Chapter 24
Chapter
Twenty-Four
COOPER
“The rain to the wind said,
‘You push and I’ll pelt.’
They so smote the garden bed
That the flowers actually knelt,
And lay lodged—though not dead.
I know how the flowers felt.”
Robert Frost
Th-thump. Th-thump. Th-thump.
One foot forward.
Two feet forward.
Keep going.
You can do this.
All I heard was my heart unraveling against my ribcage and the sound of my frazzled breaths echoing in my ears.
It felt like I was in a dream, a time lapse, a fractured new world.
Every step I took felt like one step backward, and the hospital doors looked farther and farther away with each forward movement.
Maybe I wanted it that way. Maybe I never wanted to step foot in that hospital, or to allow reality to consume me.
I wanted to pretend.
Kate and Abby were alive—barely.
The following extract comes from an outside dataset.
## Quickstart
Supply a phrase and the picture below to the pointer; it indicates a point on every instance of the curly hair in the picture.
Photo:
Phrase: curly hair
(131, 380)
They were both in critical condition and their respective prognoses were uncertain.
James didn’t make it.
My partner had died at the scene after being shot three times in the chest. One of the bullets went straight through his heart, and it was likely he hadn’t felt a thing.
It was only a small solace.
The news still rippled through me and crackled like fireworks as I made my way toward the hospital entrance. My body ached from the tense drive home. I’d received updates from my father and Sheriff Reynolds as I’d sped down the expressway, pushing one-hundred miles per hour.
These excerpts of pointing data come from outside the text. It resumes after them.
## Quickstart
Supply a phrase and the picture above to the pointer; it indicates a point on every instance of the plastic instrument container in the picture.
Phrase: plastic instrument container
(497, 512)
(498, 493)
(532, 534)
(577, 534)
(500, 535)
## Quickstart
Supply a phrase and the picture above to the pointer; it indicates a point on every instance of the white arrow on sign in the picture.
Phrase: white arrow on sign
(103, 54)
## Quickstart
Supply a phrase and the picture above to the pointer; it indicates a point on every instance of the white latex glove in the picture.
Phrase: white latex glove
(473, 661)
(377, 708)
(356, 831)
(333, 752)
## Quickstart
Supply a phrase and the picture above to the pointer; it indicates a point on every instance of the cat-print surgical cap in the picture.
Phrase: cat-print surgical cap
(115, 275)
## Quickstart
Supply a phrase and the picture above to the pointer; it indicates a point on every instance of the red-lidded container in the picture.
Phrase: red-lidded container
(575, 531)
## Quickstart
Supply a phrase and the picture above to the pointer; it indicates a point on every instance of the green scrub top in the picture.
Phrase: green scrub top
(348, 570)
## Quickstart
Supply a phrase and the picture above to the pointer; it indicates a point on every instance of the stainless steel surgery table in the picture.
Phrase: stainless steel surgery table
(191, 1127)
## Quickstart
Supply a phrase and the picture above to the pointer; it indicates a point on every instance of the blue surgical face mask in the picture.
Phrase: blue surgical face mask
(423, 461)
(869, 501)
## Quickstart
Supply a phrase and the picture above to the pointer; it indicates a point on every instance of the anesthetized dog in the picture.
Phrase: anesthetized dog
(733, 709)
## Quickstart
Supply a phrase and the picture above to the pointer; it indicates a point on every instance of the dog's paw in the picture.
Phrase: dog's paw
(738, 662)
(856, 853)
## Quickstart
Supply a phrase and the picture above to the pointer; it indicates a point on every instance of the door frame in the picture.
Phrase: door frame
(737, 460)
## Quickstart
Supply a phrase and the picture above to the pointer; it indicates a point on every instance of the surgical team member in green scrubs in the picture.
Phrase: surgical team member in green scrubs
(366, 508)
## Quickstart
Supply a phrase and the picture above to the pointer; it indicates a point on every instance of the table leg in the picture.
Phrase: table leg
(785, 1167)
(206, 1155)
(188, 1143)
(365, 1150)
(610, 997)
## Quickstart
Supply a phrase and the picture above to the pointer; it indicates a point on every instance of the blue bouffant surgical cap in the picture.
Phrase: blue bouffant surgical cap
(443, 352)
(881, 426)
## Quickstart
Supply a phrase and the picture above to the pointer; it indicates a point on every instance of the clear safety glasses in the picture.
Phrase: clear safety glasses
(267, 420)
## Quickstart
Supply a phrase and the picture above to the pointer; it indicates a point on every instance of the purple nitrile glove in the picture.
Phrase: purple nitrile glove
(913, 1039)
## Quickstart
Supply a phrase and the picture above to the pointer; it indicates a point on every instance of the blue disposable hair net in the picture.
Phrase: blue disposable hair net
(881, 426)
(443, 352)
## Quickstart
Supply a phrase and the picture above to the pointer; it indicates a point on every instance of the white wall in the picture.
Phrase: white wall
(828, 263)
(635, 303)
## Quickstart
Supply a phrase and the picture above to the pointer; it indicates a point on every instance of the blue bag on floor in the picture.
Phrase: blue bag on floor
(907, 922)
It was the worst few hours of my entire life.
When my mother had died, at least I’d had closure. I’d seen it coming and I’d been there, right be her side, when she’d taken her final breath.
Today was different. Today was a completely different kind of pain. I’d been helpless, hundreds of miles away, unable to do anything but keep on driving. All I could do was wait out the agonizing hours and hope for the best.
I pushed through the revolving doors with blurry eyes and a sour stomach. The receptionist stood from her chair with a sympathetic expression, and I didn’t know why she was moving in slow motion and speaking in clipped and gargled phrases.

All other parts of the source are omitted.